Rebranding and the Mysterious Case of OnlyFans

Mid-last month, the subscription site OnlyFans—prominent for its base of sexually explicit content creators—announced it would start banning “pornography” from its site at the beginning of October. This, understandably, came as a shock to both content creators and subscribers. 

If you thought that OnlyFans was a platform built specifically for explicit sexual content: no! It’s actually just like Patreon and other subscription-based services. You can create an OnlyFans account for any purpose, and many creators on the platform are going to be unaffected by this change.

So what happens when a majorly successful platform decides to go through what is, effectively, a rebrand? OnlyFans was only differentiated from its competitors by its endorsement and heavy promotion of sexually explicit content.

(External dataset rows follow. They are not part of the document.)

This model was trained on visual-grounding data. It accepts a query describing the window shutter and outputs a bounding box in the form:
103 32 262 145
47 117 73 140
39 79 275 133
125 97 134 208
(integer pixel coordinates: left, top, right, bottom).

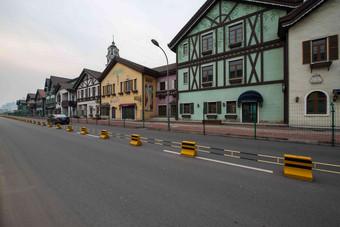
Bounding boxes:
217 102 221 114
203 102 208 114
302 40 310 64
328 35 339 61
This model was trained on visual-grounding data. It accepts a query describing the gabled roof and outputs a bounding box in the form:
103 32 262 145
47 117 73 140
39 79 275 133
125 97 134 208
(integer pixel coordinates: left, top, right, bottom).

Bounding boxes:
26 93 35 101
50 76 71 88
35 89 46 99
53 83 74 94
17 99 27 106
278 0 327 38
168 0 303 52
99 56 159 82
73 68 102 90
153 63 177 76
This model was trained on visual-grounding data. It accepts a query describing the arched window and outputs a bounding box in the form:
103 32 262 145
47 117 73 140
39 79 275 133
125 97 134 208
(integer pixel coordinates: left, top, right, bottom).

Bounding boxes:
306 91 327 114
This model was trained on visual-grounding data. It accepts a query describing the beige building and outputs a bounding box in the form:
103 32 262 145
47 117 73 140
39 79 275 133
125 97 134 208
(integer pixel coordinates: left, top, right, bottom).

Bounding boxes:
279 0 340 127
99 56 159 120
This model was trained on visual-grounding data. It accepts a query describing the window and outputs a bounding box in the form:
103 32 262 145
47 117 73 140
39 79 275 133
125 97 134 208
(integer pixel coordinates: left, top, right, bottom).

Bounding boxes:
229 24 242 44
227 101 236 114
106 84 111 95
202 65 213 83
183 73 188 84
302 35 339 64
208 102 217 114
159 81 165 91
183 43 188 55
229 59 243 79
183 103 191 114
179 103 194 115
307 91 327 114
125 80 131 92
312 39 327 62
202 33 213 52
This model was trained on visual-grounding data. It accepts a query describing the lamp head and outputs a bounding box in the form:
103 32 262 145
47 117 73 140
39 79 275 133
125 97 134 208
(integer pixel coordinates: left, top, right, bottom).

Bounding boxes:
151 39 159 47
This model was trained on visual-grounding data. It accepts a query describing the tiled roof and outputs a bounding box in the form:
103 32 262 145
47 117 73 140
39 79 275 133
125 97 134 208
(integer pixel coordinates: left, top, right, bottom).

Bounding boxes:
278 0 327 38
168 0 303 52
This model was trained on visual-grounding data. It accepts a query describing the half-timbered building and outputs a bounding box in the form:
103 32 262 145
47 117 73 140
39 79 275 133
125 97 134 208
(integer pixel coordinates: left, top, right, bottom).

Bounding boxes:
73 69 101 118
279 0 340 126
35 89 46 117
168 0 302 123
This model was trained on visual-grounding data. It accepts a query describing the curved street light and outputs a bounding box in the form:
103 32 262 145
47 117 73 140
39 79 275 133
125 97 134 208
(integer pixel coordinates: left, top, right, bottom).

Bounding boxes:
151 39 170 131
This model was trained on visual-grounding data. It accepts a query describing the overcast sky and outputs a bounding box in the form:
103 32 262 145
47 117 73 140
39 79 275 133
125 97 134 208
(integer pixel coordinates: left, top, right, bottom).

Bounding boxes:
0 0 206 106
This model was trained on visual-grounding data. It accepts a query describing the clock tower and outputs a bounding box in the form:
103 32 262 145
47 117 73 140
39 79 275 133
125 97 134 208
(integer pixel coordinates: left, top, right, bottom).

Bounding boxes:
106 36 119 66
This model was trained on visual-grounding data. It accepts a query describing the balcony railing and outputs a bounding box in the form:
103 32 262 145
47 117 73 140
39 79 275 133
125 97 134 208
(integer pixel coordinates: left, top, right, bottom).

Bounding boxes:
61 100 77 108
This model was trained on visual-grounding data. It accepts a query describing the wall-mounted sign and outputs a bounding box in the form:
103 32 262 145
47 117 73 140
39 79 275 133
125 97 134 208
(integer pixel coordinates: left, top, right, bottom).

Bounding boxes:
113 69 123 75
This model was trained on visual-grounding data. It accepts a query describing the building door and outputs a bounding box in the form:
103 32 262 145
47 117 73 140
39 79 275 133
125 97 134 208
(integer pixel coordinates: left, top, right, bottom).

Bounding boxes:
158 105 166 117
122 106 135 119
111 106 116 119
171 105 177 117
242 102 257 123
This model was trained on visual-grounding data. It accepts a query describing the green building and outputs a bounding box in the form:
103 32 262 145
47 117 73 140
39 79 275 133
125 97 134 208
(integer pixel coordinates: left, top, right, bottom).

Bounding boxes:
168 0 302 123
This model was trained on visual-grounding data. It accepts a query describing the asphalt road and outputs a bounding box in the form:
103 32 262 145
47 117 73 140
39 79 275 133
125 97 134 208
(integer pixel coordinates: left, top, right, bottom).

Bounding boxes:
0 118 340 226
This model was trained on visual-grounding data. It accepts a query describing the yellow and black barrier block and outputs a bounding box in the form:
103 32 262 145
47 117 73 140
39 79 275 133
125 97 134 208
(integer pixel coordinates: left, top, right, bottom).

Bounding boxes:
80 127 89 135
100 130 110 139
66 125 73 132
181 141 197 158
283 154 313 181
130 134 142 146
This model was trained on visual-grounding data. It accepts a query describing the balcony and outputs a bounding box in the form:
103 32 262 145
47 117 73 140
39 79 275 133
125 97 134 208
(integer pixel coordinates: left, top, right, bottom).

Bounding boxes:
61 100 77 108
156 89 177 99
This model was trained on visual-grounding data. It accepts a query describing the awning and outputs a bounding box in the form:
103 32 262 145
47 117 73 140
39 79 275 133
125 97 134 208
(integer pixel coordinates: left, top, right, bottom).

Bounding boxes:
119 103 136 107
100 102 110 107
238 91 263 103
333 89 340 95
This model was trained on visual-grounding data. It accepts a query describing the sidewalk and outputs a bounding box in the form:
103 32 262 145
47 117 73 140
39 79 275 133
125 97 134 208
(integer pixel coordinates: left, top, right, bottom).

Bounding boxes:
64 118 340 146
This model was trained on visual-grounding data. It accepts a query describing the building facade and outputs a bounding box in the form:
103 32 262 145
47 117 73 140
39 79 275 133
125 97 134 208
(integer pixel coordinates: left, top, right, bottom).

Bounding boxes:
73 69 101 118
35 89 46 117
44 76 70 116
279 0 340 127
99 57 158 120
153 64 177 117
26 93 36 116
168 0 302 123
54 78 78 117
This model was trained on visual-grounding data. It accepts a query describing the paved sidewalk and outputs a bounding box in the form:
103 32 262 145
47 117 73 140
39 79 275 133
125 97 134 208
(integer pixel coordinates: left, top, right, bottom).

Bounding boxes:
65 118 340 145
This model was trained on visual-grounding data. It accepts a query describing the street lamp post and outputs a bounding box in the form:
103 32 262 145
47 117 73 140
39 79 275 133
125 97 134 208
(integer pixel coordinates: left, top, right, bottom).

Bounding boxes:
151 39 170 131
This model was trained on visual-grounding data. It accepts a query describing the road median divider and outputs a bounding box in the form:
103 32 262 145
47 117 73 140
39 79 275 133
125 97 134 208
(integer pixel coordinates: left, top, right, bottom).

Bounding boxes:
130 134 142 146
99 130 110 139
80 127 89 135
66 125 73 132
283 154 313 181
181 141 197 157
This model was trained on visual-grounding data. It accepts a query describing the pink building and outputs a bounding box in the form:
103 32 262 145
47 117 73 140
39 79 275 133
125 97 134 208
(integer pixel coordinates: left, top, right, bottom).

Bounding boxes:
153 63 177 117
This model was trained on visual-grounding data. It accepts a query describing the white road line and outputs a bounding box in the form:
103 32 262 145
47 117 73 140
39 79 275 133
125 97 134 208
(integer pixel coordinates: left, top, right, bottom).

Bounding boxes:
163 150 273 174
163 150 181 154
195 157 273 174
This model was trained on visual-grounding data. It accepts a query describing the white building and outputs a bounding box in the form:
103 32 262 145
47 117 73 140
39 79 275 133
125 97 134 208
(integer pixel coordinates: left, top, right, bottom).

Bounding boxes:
73 69 101 118
279 0 340 127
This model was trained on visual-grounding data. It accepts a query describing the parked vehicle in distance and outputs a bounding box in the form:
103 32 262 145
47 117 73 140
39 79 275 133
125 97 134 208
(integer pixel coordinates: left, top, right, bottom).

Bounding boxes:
47 114 70 125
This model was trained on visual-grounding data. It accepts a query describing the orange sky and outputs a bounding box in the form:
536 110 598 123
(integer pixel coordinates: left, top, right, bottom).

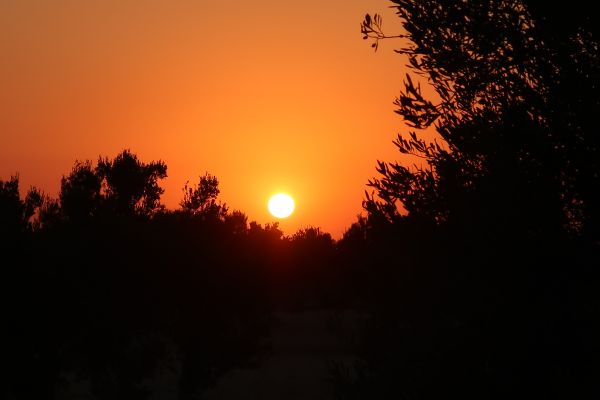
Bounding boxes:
0 0 420 237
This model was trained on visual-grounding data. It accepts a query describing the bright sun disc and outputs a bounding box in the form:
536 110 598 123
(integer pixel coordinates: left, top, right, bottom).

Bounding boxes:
269 193 295 218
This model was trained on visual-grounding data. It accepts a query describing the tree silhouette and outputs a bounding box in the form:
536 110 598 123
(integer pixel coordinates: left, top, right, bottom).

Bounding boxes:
0 176 44 239
180 173 227 219
59 161 102 221
96 150 167 215
338 0 600 399
362 0 600 240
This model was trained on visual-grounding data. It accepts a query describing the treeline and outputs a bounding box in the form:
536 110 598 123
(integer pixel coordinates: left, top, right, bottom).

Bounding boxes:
330 0 600 399
0 150 354 399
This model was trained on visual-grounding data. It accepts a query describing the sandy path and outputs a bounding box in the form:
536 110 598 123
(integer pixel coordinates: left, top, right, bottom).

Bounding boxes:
205 311 352 400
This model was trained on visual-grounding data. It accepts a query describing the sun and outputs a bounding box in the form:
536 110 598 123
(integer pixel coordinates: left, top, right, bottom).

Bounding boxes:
269 193 296 218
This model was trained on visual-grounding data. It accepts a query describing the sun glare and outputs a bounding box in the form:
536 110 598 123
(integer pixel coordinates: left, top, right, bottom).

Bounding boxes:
269 193 296 218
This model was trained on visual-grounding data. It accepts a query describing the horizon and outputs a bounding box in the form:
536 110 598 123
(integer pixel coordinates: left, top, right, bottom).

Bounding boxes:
0 0 426 239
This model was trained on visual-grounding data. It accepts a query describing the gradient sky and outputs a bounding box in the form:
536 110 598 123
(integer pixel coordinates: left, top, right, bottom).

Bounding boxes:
0 0 422 237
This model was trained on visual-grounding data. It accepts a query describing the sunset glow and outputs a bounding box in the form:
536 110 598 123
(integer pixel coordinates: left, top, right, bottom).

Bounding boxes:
268 193 296 218
0 0 426 237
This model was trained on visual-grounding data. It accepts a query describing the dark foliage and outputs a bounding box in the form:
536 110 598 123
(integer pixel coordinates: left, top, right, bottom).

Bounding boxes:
337 0 600 399
0 151 342 400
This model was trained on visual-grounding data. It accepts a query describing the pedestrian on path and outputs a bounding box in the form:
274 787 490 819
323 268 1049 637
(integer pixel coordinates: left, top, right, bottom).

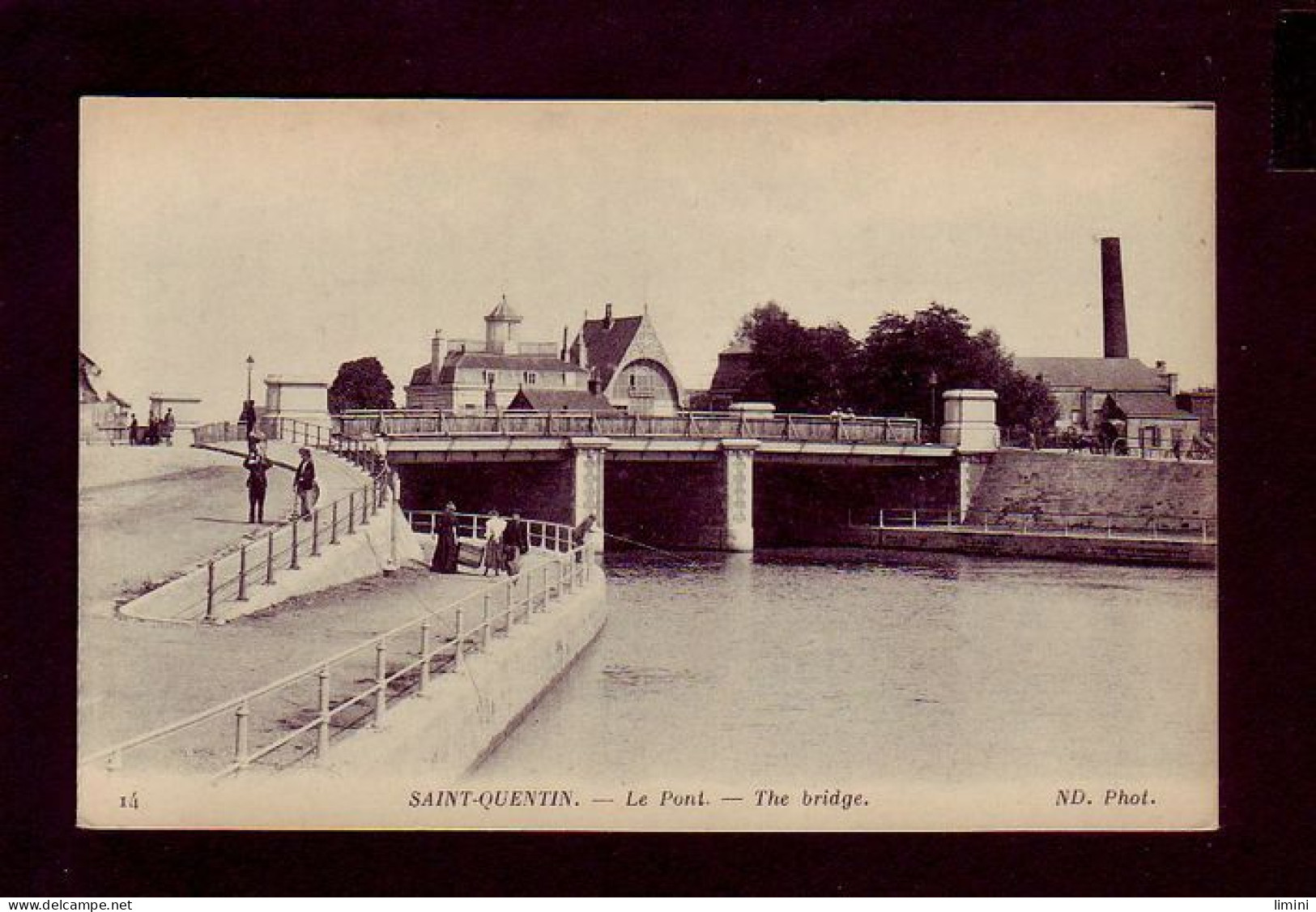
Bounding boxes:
429 501 457 573
292 446 320 520
503 509 530 577
484 509 507 577
242 446 274 522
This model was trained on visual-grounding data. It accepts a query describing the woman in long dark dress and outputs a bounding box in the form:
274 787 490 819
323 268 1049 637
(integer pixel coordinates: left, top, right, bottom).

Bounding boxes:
429 504 457 573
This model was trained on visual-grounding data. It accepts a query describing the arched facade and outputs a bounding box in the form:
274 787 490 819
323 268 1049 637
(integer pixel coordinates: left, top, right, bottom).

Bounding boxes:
608 358 680 415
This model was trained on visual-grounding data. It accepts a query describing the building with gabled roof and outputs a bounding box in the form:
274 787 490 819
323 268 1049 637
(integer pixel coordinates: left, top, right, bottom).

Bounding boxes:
567 303 686 415
507 387 620 415
404 295 588 413
78 352 132 444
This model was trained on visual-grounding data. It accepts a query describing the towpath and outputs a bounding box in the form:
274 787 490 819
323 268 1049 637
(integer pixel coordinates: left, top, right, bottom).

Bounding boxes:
79 554 555 754
78 441 364 616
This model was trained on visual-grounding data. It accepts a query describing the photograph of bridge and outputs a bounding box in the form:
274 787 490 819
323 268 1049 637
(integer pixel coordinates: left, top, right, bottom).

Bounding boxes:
78 97 1228 830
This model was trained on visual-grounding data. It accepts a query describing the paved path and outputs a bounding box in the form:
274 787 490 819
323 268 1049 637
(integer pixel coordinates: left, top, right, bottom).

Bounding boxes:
78 446 283 615
78 554 555 767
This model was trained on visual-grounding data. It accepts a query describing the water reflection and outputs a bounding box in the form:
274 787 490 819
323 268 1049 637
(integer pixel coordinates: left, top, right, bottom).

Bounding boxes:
480 549 1216 784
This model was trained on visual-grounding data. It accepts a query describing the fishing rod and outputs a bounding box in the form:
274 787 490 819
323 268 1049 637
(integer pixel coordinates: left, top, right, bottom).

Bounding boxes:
603 531 699 567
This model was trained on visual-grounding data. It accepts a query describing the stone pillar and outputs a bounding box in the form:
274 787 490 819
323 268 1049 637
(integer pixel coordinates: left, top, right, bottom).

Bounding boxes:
571 437 612 552
722 440 760 552
941 390 1000 453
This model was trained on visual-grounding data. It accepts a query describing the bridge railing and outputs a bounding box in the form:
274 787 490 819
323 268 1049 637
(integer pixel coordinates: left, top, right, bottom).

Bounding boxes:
79 518 595 779
866 507 1219 542
333 409 922 445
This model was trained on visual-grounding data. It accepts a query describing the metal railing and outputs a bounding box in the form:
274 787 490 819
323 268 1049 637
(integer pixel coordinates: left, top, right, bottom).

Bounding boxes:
1002 430 1216 462
192 417 385 471
79 518 594 779
153 419 392 621
866 507 1219 542
333 409 922 445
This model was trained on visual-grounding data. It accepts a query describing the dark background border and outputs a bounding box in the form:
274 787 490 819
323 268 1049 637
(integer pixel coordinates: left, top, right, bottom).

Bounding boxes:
0 0 1316 897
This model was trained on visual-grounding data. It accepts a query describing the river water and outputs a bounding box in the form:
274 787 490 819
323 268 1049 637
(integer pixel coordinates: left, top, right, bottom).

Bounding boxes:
478 549 1216 783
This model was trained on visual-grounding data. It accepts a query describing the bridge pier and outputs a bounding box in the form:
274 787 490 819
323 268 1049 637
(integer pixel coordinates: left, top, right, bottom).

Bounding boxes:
722 440 760 552
571 437 612 550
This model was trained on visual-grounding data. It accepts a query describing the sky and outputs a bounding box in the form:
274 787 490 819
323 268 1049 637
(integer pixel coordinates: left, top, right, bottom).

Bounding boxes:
80 97 1216 420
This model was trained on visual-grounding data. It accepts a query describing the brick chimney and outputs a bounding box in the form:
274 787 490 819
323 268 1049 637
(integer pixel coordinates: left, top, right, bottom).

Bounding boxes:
1156 360 1179 396
1101 237 1129 358
429 329 448 386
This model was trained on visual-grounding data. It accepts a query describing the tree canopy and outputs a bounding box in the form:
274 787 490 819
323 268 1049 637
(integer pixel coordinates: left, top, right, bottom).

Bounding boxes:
329 358 395 415
735 301 1057 426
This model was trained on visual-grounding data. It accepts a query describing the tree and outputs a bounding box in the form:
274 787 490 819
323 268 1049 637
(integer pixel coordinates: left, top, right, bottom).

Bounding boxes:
329 358 395 415
853 303 1058 428
735 301 858 413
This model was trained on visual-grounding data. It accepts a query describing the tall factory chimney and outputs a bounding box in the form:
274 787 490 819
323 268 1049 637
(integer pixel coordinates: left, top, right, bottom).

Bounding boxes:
1101 237 1129 358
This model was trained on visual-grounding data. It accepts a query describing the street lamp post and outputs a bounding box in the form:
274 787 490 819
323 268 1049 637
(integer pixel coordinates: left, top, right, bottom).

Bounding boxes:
375 430 398 575
928 370 939 444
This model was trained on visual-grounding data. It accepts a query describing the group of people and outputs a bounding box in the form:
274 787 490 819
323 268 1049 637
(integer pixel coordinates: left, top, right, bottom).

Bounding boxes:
429 501 530 577
242 437 320 522
128 409 174 446
429 501 598 577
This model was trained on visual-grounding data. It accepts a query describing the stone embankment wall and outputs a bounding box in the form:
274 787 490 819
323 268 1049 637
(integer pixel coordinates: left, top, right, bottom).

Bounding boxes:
322 567 607 784
969 450 1216 528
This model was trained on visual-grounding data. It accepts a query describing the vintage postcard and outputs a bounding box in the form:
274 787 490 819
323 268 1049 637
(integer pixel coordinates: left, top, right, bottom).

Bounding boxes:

Without that, what does the future of OnlyFans look like? 

Let’s take a walk down memory lane and look back with fondness at one of the great rebrands of history: McDonald’s. If you can remember all the way back to the early 1990s, you’ll likely remember a very different McDonald’s than exists today, one of differently themed restaurants and Ronald McDonald with his colorful cast of friends. What even was Grimace anyway? The answer remains unknown.

The fast-food chain had been long associated with children’s meals and maintained a child-friendly aesthetic. Unfortunately, McDonald’s also had a reputation for being really unclean and low quality. Soon, the area of Play Places and seats shaped like hamburgers was gone and now McDonald’s all have a uniform, cubist design and are going for more of a bistro feel.

A successful rebrand will do more than change the aesthetic appeal of a brand—when you do it right, it can change how customers feel about the brand itself. Pretty much overnight McDonald’s was a reputable establishment again. It had matured, but you could still go get a Big Mac when you wanted one. It was McDonald’s demeanor and appearance that changed, not their services.

With any rebrand comes some amount of backlash, but the inevitable turn that’s in store for OnlyFans is almost guaranteed to be more volatile, and at least partially deserved. Right now their decision has caused two potentially cataclysmic problems for their brand.

  1. Everyone who was paying OnlyFans for access to sexually explicit content is going to take their money to a competitor, likely JustFor.Fans, a site which is much less coy about the fact that it was specially designed for sex workers.
  2. All of the creators who were paying their rent with OnlyFans subscription money are going to have some choice words and tarnish the reputation of the site even further, painting the site as hypocritical. After all, they were fine with NSFW content up until now—what changed?

What changed was that it came time for OnlyFans to scale its operations and investors got nervous. If you’re internet savvy and this sounds familiar, that’s because it’s pretty much exactly what happened with one of the most disastrous examples of rebranding: Tumblr.

Tumblr was originally a blogging/comment board/fandom platform with little to no moderation, meaning that NSFW content was pretty common (although most of the sexually explicit content on Tumblr was stolen and not being posted there by creators so there is a little bit of difference). 

In 2013, Tumblr was bought for $1.1 billion by Yahoo, Inc., who promptly demanded that all sexual content be removed. The site’s views and usership plummeted and it’s changed hands multiple times as owners have tried to wash their hands of their bad purchase. What Yahoo once acquired for over a billion dollars, WordPress bought for around $3 million in 2019.

Is this an Icarus tale where OnlyFans tried to fly too close to the sun? With the money the platform is bound to lose, time may show that they would have been better off keeping their operations at the level they were.